Nyns eus goon heb lagas, na ke heb scovarn

There is no down without an eye, nor hedge without an ear

ALARM AT PISKEY/GOBLIN PROBLEM IN WEST PENWITH

There is widespread alarm at the recent outbreak of hostilities between Piskies and Hobgoblins in Heamoor. Greater Relubbus Urban Council (GRUC) Leader Billy Spargo (98) was quoted only last year as saying that the Pisky problem had been brought under control and that no one had anything to fear from the activities of the ‘little people’ again. Key to the achievement of this agreement was the GRUC undertaking that Goblins would not be allowed into Cornwall.

However, this has sadly proven not to be the case. Goblins have somehow found their way in. Rural dwellers in West Penwith have become all too aware of a steady increase in Goblin incursions in recent months. Their presence is betrayed by screechily high pitch curses in the dead of night, pilfering, attacks on pets, tampering with water and frequent bad smells. They have been drawn here by Cornwall’s mild climate and ancient traditions of faery lore. (Yes, that’s ‘faery’, not ‘fairy’, Nigel).

Native Piskies have been with us always. Some say that they were here before us and will be here after we have gone. They usually grow to a height of between 2ft 6 ins and 3 ft tall, although in the 16th century the noted giant Piskey, Taroveor Menheniot, grew to the great height of 4 ft 3 ins.

Piskey folk tend to keep themselves to themselves and do not take to mixing much with us humans. They can choose to be helpful to us, but just as often and easily, they can choose to caggle up our activities for pure mischief’s sake. When they do talk to us, it is always in the broadest St Buryan accent or in Kernewek.

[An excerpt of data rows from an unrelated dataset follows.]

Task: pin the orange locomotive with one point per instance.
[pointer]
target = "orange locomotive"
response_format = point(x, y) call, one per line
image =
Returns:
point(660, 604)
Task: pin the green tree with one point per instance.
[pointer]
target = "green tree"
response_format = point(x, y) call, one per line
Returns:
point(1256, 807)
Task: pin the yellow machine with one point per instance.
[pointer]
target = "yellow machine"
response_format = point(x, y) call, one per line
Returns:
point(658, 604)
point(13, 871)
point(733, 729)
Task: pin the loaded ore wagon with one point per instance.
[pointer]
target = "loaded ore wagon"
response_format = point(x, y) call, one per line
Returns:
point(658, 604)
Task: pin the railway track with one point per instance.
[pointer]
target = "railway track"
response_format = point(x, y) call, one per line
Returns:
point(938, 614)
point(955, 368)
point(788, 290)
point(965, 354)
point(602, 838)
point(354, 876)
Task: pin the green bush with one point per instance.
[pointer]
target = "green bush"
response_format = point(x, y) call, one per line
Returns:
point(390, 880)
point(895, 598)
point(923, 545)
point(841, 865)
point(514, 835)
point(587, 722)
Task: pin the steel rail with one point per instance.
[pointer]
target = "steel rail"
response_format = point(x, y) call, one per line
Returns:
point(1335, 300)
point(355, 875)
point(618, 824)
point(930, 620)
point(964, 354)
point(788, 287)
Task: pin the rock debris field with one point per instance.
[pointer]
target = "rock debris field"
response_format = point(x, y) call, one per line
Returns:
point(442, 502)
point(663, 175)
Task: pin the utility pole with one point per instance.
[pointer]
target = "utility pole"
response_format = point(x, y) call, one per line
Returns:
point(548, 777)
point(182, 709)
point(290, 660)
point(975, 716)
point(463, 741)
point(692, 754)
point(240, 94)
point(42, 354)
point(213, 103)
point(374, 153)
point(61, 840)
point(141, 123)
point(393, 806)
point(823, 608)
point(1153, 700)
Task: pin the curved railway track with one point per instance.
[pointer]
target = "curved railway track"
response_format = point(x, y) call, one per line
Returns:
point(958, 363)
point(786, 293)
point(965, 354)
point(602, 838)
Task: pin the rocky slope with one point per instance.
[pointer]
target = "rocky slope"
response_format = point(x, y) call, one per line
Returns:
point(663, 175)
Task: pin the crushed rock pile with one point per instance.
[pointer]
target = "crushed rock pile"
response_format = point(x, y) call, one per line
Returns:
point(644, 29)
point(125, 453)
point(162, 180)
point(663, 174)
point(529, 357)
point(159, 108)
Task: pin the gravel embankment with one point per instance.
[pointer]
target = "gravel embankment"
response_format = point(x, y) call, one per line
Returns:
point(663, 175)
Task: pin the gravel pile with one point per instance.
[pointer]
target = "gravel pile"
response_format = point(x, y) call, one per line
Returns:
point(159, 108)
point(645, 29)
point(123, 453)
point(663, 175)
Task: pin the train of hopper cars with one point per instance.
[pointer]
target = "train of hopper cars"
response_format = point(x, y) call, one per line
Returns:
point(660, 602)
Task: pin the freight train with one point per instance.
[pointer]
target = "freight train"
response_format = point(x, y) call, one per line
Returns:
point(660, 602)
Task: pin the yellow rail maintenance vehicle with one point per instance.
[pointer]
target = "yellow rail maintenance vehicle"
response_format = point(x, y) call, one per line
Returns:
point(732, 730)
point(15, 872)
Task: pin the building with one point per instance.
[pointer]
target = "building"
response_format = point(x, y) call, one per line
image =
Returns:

Goblins, on the other hand, are not indigenous to Cornwall. They are bigger (growing to 4 ft 6 ins), look very ugly and have foul manners and habits. They are lazy, they steal, they get very high on dandelion juice, they delight in making bad smells (which is a form of making music for them), and they take enormous pleasure in disrupting human life.

They are competing with our native Piskies for territory.

Cambron Trembath, (52) the Chairman of the Relubbus Society for the Promotion of Responsible Interactions with Cornish Piskies (RSPRICK) said this could be just like the sad story of the squirrel. “Years ago, we used to ‘ave they neat little red squirrels ‘ere, till they bleddy American greys moved in!” He advocates strong action against Goblins to preserve the way of life of the Cornish Piskey.

On Saturday, at the Relubbus Central Square, just off Boswedden Lane, there will be a mass rally in support of our native Piskies and crowds of around 50,000 to 60,000 are expected to gather.

Billy Spargo is expected to address the crowds and, since he is no stranger to controversy, it is widely rumoured that he is prepared to authorise the release to the Piskies of tankerloads of "turnick an’ rhubarb juice". Innocuous to humans and Piskies alike, the mixture is deadly to Goblins. This radical measure will drive out the Goblins in hours.

Having heard of Spargo’s rumoured intentions, ‘English’ Gordon, the UK Prime Minister, speaking, bejacketed but tieless, from his holiday bunker in Suffolk declared that “the human rights issues in the matter needed to be ventilated”.

Spargo’s response? “If that asshole spent ten minutes in a room with a Goblin, he’d knaw it wadden't human and the room would need bleddy ventilatin!!”